Everyday people are feeling effects of climate change, says scientist

Stanford University scientist Rob Jackson on Thursday said that everyday people across the U.S. have started to feel the impacts of climate change, citing natural disasters like wildfires as well as rising sea levels. 

"Real people, everyday people are seeing the effects of climate change right now," Jackson, the chairman of the Global Carbon Project, told Hill.TV's Krystal Ball and Saagar Enjeti on "Rising." 

"The damage from Sandy wasn't terrible just because it was a bad hurricane. It was terrible because water started higher than it would otherwise have been," he continued, referring to the hurricane that impacted New York and New Jersey in 2012. 

"Look at my summer here in California. We had air pollution like we have never seen before in the Bay Area, and in cities like Sacramento," he said. "That's attributable to fires. We had the worst fire, the largest fire on record this fall. We had the most catastrophic fire that just went out a few weeks ago."

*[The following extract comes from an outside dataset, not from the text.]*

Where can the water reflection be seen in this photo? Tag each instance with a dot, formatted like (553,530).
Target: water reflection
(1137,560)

"Climate change is playing a role. The western U.S., western Canada is seeing more fires, larger fires than we know of ever before. That's because our summers are hotter, and other factors are changing with our winds," Jackson said. 

A study released on Wednesday from the Global Carbon Project, which was co-authored by Jackson, found that carbon emissions in the atmosphere could increase by over 2 percent in 2018 alone. 

The findings follow bombshell reports from the U.S. government and the United Nations showing the long-term effects of climate change. 

The United Nations Intergovernmental Panel on Climate Change released a report in October that warned some of the effects of climate change could be irreversible in 12 years, while the U.S. government released a report last month that found climate change would shrink the U.S. economy by the end of the century.